When the rain came down like something out of the Bible, it forced Victor Espinoza’s hand. Had he not considered going to the lead before the rain. Mother Nature informed him otherwise.
When the gate broke, Espinoza hustled American Pharoah like it was a quarter-horse race from Post 1. He easily cleared his stablemate Dortmund, but it was evident that Nakatani and Mr. Z wanted the lead too.
“I pushed him to go to the front,” Espinoza said during the NBC broadcast. “The minute it rained, I changed my mind. I got wet and I don’t want to behind horses.”
American Pharoah and Espinoza didn’t have a fleck of mud on them while other horses toward the back were filthy and miserable. Turns out that Post 1 proved favorable after all.
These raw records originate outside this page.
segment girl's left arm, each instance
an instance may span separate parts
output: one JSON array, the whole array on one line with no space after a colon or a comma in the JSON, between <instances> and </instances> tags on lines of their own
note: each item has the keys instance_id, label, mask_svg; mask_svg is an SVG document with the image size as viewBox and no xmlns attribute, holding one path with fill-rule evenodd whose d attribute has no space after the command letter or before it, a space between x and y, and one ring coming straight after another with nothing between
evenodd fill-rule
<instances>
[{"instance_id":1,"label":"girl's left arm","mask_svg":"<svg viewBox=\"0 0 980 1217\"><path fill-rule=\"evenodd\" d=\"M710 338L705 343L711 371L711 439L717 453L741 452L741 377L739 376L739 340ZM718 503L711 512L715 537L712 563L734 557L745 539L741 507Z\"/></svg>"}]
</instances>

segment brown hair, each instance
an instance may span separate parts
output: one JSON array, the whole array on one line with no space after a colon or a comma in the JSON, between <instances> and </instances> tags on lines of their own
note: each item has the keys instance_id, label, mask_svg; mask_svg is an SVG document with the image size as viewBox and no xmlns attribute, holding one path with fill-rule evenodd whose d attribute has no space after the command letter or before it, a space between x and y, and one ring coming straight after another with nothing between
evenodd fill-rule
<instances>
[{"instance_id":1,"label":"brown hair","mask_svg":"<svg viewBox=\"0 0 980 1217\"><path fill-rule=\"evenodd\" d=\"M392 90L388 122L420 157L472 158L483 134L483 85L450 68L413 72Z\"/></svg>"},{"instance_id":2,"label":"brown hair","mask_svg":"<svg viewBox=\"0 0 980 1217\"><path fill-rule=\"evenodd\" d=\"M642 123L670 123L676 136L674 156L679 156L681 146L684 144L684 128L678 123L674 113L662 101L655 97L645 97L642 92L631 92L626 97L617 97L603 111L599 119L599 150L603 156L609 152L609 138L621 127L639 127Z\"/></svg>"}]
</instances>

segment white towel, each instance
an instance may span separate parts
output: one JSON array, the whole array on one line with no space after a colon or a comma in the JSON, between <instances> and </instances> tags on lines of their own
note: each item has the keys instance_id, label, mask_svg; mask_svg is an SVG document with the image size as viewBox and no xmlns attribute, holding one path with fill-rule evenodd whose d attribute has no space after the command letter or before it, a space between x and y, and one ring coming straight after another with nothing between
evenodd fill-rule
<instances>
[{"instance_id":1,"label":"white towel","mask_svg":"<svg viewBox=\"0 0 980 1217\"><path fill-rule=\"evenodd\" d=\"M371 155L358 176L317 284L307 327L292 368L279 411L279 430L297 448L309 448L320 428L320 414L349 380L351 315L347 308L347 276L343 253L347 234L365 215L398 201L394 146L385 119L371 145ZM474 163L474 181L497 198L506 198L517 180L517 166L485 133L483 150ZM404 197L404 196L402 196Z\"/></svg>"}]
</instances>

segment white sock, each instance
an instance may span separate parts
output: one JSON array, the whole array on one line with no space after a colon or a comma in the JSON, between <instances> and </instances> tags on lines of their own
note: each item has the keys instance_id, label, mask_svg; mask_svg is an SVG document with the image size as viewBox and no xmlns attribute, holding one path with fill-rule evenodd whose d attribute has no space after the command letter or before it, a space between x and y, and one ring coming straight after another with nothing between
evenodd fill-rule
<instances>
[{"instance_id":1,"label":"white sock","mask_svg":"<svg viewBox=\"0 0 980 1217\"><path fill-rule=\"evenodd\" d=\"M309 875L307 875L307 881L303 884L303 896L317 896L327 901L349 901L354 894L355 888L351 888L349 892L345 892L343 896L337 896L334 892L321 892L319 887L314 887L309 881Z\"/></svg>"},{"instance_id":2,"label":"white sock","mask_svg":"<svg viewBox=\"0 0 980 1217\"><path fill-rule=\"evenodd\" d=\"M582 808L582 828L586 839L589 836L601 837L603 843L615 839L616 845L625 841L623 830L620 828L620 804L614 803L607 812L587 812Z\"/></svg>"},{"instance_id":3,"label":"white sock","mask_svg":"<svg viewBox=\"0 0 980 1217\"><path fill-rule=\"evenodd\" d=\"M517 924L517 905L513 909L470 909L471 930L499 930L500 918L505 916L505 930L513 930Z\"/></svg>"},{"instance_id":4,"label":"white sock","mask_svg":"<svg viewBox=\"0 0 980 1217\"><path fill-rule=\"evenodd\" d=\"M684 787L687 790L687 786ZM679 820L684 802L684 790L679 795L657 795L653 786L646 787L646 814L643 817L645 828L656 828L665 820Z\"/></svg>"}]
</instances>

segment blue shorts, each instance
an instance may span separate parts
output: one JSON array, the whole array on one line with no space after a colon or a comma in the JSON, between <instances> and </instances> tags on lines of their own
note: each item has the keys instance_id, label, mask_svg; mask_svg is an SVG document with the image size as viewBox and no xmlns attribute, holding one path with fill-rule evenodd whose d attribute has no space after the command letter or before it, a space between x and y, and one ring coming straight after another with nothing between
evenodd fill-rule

The first quarter mile was quick—22 and change—but Espinoza wisely slowed it down through two tepid internal fractions.
“Down the backstretch, it looked like the cavalry was coming, Mr. Z, even Dortmund and Divining Rod,” said Jerry Bailey after the race. “Victor gave American Pharoah a breather, letting him rest. He starts to let him out and when Victor says 'Go, big boy,' he starts to open up.”
All the way to Belmont Park, where Espinoza becomes the first jockey to have a third shot at winning the Triple Crown. His first came in 2002 with War Emblem and his most recent came a year ago with California Chrome.
“Seems like the third time is the lucky charm,” he said on the broadcast.